Third, and most importantly, rural residents have less access to primary care and specialist physicians in the ambulatory care setting than their urban counterparts.1, 2, 6, 7 There are shortages of these physicians in rural areas during the time period we observed in this study. Furthermore, not only do rural residents have less access to ambulatory care, but the quality of care they receive is lower, especially for chronic conditions and preventive care.3, 8 As a result, the higher rates of preventable acute care use we observed in rural residents most likely signal unmet demand for accessible, affordable, high-quality care in the ambulatory setting in rural areas.

Finally, it is important to address the differential changes in the rural versus urban trends we observed over the decade. In particular, why did preventable hospitalizations decrease more in rural than urban areas while preventable ED visits grew at a higher absolute, and, similar percentage, rate? While our data do not allow us to test this directly, one plausible explanation is related to access to inpatient care. The past decade has seen a much higher rate of hospital closures in rural versus urban areas, shrinking the pool of rural hospitals with the technological capacity to treat admitted patients with chronic and acute conditions.43 Some of the rural hospitals that closed inpatient services still provide urgent care and free-standing ED services. Although we did not study transfer rates, previous studies have shown much higher rates of transfer from the ED in rural versus urban hospitals, supporting the idea that rural residents presenting to EDs with concerning symptoms may be transferred to urban facilities if they warrant admission.44, 45 Prior research also shows that rural hospital closures are associated with higher mortality rates among rural patients with chronic conditions.46 Lack of high-quality and timely inpatient care may help explain why the rural-urban mortality gap has been substantially widening over the past decade, with much higher rates of age-sex-adjusted rural versus urban mortality.47

Our study has limitations. This is an observational study, based on which we cannot make definitive causal inferences.

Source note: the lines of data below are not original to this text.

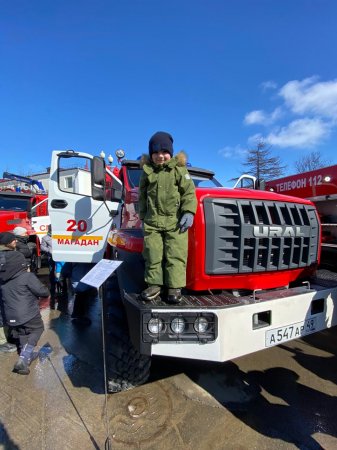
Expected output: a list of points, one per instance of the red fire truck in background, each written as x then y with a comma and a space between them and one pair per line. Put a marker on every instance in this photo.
319, 186
24, 203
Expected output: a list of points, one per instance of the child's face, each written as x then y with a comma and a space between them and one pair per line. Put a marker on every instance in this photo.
160, 157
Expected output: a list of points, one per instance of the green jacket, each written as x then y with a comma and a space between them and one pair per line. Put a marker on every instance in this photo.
165, 193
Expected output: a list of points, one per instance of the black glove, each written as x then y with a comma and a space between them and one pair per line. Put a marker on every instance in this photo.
186, 222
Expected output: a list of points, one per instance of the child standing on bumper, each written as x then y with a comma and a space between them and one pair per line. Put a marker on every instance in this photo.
167, 204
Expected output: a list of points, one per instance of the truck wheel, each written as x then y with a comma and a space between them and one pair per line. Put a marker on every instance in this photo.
126, 367
34, 262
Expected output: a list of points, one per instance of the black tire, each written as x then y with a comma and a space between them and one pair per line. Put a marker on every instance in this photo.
126, 367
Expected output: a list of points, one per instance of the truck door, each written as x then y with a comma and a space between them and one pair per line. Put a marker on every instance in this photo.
81, 211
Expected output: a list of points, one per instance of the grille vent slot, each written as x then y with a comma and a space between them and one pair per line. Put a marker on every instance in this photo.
250, 236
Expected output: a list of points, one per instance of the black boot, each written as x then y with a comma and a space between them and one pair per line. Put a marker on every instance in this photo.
173, 296
79, 310
26, 357
150, 293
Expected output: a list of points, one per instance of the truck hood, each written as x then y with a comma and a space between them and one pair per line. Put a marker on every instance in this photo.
249, 194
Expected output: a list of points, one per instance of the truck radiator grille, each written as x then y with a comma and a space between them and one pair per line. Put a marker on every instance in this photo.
248, 236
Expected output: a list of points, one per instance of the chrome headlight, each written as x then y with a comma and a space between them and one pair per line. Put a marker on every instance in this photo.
178, 325
155, 325
201, 325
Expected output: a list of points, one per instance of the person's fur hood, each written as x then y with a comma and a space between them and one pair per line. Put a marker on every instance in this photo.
181, 158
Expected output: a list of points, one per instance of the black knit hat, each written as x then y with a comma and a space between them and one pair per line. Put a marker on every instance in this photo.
11, 263
161, 141
6, 238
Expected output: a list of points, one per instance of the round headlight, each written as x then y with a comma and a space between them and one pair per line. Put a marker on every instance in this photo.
178, 325
201, 325
155, 325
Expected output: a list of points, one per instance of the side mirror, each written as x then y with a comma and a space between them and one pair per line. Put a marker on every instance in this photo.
98, 178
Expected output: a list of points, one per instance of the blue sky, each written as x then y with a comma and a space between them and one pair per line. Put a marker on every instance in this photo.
101, 75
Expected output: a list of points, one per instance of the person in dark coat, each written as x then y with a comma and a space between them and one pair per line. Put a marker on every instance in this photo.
22, 237
20, 292
7, 244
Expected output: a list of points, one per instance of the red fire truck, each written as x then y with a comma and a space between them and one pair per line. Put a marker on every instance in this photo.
251, 280
319, 186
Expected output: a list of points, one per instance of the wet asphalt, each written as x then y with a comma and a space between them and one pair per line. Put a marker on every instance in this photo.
280, 398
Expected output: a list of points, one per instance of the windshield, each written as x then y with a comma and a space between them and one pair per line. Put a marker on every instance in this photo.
199, 181
14, 203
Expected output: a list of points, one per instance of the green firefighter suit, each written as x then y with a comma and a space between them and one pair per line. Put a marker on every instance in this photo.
166, 192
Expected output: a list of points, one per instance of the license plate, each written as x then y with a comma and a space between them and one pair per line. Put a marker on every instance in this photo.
294, 331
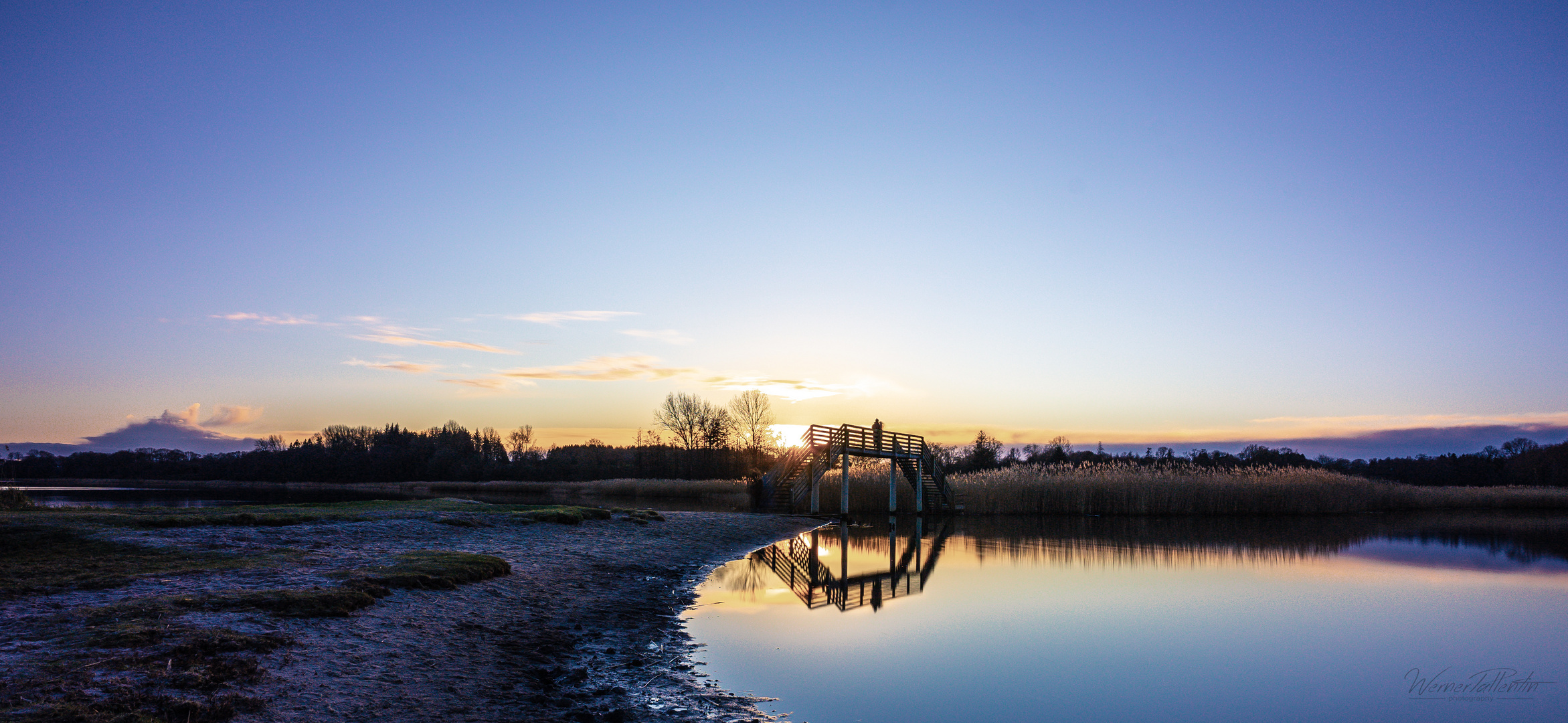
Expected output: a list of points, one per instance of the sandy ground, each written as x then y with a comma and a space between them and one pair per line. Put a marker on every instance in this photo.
584, 629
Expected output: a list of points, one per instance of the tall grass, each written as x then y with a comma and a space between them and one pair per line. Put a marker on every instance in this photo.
1118, 488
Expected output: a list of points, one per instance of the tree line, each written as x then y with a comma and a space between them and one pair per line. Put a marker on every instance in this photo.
692, 438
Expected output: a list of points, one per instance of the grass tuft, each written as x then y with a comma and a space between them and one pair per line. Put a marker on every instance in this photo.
565, 515
440, 570
15, 499
44, 557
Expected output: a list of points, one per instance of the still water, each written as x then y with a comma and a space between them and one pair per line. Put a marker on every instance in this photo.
177, 495
1391, 619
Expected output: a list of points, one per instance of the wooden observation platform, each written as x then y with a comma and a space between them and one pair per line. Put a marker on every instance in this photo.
794, 482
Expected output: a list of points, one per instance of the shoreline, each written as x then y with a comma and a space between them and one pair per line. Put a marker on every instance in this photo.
587, 625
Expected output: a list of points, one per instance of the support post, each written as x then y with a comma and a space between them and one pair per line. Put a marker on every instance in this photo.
844, 564
844, 487
893, 487
893, 551
816, 490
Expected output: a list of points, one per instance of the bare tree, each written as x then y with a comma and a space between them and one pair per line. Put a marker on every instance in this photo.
719, 427
521, 441
684, 416
753, 418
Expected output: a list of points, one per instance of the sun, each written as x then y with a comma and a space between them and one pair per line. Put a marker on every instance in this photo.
789, 435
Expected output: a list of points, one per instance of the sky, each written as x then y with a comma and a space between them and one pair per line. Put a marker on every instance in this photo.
1333, 225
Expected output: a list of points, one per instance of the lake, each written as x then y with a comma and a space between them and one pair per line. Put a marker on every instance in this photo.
211, 495
1393, 619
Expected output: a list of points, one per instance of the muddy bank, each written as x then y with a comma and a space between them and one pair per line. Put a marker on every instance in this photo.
584, 628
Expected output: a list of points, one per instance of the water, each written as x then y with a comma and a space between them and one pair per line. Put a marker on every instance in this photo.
193, 496
1151, 620
176, 495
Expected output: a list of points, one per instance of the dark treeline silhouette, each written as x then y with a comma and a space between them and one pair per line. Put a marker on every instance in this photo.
712, 443
392, 454
1518, 461
709, 441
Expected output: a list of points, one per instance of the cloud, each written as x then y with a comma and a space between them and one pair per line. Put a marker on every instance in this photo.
232, 416
481, 383
407, 341
555, 317
176, 430
602, 369
394, 366
669, 336
791, 390
1382, 422
266, 321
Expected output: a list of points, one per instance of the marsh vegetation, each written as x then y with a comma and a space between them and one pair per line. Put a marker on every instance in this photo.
1118, 488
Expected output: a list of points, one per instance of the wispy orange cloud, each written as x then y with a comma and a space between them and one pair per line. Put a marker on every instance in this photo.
408, 341
481, 383
555, 317
262, 319
791, 390
394, 366
601, 369
669, 336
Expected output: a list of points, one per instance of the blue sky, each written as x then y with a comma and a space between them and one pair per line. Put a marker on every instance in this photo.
1123, 223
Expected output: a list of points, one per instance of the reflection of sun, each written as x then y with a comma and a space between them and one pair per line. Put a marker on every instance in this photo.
789, 435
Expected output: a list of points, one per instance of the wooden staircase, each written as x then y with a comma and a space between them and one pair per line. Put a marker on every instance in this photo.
800, 469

Multiple changes in the insurance, delivery, and payment systems were implemented over the past decade, often in the same calendar years, making it difficult to pinpoint the effect of any single policy intervention. Additionally, even though the conditions we studied are purported to be potentially preventable through access to high-quality outpatient care, not all admissions for these conditions can actually be avoided. Particularly in older people, pneumonia or urinary tract infections can come on quickly, and may require hospitalization even if care is provided appropriately. Therefore, the feasible rate of these ED visits and admissions is not zero. However, the wide disparity between urban and rural individuals suggests ample room for improvement. In addition, we observed a very large uptick in preventable ED visits and hospitalizations for uncontrolled diabetes from 2014 to 2016 that was due to the switch from ICD-9-CM to ICD-10-CM codes. The ICD-10-CM codes for uncontrolled diabetes were used with much greater frequency than the previous ICD-9-CM codes for the same condition. Thus, the uptick does not likely represent an actual increase in uncontrolled diabetes acute events in the underlying US adult population. However, the increase we observed exists in both the rural and urban categories; thus, it does not differentially impact our results with respect to comparison of trends. In addition, uncontrolled diabetes acute events only represent 3.5% of total preventable hospitalizations and 8.1% of preventable ED visits in 2017, so the effect on the aggregate trends is minimal.

In conclusion, we find that rural disparities in preventable hospitalizations are narrowing but are substantial and have persisted over time for all preventable acute care use, suggesting unmet demand for accessible, affordable, high-quality care in the ambulatory setting in rural areas.